There are moreover, other tangible advantages to something like the ICU:
‘One of the implications of this system is that nations will need to trade less in order to stay afloat. A self-balancing international trading system is likely to bring to an end to desperate overproduction by the poor and (because commodities are, as a result, so cheap) massive overconsumption by the rich.’
This would lead to less environmental pressures and contribute toward reducing the rate of climate change.
Monbiot also sees the ICU, using its Reserve surplus as the means by which to pay for the global parliament.
I’ve focused on the ICU because it’s one of the ideas he explores in greater detail, which leads me to my criticism of ‘The Age of Consent’ namely, that it makes a lot of assumptions about our ability to change institutions, for example the UN, but doesn’t say much about how they could be transformed or perhaps more importantly, if it is realistic to assume that they can be. He doesn’t moreover, go into an examination of his key proposal, the Global Parliament; for example, what kinds of structures would we need to implement it?

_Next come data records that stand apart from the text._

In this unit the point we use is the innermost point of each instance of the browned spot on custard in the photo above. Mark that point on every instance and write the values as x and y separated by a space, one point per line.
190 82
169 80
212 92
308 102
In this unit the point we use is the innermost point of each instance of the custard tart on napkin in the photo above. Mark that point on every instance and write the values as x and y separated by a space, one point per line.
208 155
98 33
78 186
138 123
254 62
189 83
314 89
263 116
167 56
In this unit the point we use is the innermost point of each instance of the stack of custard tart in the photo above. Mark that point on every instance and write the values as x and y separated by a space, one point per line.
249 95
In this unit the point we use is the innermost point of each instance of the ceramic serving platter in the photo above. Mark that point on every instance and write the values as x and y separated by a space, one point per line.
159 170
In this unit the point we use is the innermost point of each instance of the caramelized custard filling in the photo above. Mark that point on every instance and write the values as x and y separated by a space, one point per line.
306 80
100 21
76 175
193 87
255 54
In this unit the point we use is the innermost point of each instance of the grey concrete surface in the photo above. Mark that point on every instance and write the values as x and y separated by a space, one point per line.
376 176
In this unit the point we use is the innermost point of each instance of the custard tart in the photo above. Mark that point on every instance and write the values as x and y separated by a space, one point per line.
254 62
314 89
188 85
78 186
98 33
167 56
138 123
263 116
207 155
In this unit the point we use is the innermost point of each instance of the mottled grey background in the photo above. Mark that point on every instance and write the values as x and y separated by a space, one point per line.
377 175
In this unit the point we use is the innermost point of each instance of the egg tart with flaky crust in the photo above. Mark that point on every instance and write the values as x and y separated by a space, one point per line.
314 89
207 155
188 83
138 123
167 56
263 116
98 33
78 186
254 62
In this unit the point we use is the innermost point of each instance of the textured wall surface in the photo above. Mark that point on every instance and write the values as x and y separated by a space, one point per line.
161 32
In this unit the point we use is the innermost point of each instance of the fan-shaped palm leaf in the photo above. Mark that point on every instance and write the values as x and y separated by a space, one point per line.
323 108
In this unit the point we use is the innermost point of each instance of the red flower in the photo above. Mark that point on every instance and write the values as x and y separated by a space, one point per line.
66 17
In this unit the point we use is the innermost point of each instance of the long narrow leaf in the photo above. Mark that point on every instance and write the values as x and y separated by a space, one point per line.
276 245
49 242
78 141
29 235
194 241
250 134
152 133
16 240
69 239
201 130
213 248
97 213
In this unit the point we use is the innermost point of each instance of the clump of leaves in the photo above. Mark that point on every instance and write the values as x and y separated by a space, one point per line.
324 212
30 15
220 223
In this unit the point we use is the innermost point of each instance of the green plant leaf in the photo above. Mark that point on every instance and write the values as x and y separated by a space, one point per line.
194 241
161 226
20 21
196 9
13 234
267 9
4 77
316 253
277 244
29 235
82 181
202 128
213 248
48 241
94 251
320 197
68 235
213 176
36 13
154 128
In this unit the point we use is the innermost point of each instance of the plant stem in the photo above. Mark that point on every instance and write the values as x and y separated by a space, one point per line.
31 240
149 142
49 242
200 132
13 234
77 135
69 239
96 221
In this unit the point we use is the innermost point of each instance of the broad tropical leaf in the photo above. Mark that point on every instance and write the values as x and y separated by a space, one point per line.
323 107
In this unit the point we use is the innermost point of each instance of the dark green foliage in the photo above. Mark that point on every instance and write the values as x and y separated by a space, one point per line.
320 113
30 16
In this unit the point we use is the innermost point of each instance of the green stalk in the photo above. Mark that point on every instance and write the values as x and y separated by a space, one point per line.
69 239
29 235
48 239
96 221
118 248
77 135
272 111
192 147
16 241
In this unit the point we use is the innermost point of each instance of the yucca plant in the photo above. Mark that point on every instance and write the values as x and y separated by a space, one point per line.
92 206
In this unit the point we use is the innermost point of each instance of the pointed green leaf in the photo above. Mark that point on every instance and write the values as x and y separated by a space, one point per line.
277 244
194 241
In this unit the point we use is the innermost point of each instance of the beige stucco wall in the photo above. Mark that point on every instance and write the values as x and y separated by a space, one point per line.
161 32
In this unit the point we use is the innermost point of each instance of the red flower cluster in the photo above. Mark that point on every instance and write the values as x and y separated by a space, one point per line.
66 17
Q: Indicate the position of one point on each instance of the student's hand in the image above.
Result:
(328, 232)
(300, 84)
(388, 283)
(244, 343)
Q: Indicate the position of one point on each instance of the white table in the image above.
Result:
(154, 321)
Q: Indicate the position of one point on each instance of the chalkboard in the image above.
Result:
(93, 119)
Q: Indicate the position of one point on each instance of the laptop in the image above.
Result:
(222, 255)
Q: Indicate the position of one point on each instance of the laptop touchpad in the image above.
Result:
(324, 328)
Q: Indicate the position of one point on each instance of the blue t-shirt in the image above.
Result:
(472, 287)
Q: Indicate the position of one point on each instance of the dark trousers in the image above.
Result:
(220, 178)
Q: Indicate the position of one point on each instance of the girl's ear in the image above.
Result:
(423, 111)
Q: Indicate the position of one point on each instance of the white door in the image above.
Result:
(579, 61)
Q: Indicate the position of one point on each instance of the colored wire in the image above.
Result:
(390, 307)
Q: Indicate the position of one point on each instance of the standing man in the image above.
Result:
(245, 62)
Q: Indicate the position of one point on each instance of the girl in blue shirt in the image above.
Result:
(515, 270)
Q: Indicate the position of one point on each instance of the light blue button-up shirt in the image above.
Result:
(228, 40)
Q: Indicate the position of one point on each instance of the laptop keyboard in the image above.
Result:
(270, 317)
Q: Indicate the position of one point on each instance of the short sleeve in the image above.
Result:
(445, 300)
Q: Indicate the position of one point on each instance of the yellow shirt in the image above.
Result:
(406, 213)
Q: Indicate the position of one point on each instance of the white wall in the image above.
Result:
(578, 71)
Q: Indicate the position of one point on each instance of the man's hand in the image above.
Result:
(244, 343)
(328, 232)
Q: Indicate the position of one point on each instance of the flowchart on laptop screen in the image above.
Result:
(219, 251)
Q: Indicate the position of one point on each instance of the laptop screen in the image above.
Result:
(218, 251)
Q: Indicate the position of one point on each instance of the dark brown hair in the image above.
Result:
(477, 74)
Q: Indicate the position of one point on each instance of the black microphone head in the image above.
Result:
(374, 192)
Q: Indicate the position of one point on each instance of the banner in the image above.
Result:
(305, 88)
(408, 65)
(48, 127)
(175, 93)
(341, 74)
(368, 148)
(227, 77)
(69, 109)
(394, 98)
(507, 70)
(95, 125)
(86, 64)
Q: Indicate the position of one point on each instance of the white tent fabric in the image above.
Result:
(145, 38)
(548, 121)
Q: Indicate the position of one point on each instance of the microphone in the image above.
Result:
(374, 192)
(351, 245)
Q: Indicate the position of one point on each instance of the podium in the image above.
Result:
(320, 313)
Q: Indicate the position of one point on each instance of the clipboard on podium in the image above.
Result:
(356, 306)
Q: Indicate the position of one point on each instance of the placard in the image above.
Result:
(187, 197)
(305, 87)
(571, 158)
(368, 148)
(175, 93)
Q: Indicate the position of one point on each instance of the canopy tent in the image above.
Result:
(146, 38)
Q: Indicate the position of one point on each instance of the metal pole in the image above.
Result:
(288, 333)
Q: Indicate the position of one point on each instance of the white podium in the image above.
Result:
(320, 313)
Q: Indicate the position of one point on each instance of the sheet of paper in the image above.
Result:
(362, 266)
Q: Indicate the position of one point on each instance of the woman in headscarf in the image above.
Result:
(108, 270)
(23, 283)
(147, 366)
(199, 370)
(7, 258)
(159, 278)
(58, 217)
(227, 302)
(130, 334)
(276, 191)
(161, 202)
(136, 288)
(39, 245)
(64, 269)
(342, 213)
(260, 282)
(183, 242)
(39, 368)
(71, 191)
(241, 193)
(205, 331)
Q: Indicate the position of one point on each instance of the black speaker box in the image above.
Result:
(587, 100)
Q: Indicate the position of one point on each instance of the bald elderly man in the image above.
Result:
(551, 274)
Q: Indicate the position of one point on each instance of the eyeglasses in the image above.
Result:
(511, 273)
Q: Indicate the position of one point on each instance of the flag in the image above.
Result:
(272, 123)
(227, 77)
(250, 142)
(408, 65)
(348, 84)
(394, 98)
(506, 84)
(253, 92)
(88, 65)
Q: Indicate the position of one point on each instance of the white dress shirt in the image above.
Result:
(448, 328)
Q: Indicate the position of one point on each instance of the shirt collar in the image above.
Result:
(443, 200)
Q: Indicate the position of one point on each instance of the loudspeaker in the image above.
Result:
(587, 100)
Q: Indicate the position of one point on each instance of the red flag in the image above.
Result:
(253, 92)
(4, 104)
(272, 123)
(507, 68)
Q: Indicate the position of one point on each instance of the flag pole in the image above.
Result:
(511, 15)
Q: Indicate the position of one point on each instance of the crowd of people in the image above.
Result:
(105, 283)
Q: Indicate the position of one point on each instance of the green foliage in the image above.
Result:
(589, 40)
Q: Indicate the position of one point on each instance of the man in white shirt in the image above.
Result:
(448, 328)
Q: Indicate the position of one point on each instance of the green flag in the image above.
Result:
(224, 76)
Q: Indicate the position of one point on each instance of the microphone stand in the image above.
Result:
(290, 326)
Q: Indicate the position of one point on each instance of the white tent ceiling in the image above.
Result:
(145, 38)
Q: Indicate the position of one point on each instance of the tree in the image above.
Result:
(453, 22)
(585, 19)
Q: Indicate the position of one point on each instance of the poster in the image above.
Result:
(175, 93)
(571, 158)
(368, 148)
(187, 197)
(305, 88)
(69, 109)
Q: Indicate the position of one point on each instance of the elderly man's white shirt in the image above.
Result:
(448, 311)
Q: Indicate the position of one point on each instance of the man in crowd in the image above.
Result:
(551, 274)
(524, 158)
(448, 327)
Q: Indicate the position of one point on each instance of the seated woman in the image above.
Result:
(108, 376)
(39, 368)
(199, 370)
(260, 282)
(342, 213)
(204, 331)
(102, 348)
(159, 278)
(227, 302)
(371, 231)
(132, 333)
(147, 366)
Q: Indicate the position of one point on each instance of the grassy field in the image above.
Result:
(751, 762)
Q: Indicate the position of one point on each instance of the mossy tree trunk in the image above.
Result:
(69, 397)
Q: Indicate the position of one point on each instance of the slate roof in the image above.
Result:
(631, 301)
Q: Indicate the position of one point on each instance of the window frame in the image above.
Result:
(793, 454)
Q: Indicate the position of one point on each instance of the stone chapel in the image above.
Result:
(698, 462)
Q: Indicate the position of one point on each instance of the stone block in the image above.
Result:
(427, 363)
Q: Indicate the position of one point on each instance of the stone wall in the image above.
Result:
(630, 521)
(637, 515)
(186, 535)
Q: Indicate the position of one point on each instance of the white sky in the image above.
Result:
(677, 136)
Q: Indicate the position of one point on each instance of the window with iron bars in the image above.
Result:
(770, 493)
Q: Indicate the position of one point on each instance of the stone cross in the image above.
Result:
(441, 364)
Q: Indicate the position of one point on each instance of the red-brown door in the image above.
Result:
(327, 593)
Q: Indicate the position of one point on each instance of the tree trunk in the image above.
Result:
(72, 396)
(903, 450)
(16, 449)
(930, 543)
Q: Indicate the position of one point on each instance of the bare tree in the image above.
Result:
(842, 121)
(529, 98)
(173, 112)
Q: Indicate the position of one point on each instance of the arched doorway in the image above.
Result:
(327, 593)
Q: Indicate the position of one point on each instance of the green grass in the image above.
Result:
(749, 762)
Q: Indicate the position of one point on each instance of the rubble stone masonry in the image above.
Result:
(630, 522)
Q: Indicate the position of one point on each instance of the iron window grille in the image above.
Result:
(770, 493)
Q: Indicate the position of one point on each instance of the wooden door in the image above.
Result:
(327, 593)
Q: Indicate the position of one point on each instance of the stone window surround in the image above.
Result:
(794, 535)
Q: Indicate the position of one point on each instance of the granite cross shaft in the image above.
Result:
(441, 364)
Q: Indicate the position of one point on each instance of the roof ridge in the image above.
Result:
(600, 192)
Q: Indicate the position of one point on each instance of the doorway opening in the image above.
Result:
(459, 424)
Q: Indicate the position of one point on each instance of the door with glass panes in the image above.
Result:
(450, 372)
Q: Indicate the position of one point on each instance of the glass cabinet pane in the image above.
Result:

In many ways, the proposals contained in ‘The Age of Consent’ are a bit like Rubik’s Cube, each facet depends on all the others; fail to solve one and the others are left hanging. But ‘The Age of Consent’ doesn’t offer quick fixes, there are no miraculous cures. This is not a coffee table book for after dinner conversations. I for one, was inspired by it to contemplate what I could I do, in a practical sense to implement the ideas contained in it.
This is an important book, that anyone concerned about the future of the planet and looking for practical ‘advice’ on directions and strategies, needs to read. It doesn’t contain pat answers, indeed it incites the reader to get involved, which if it has a central ‘message’ at all, this is it: Get involved!”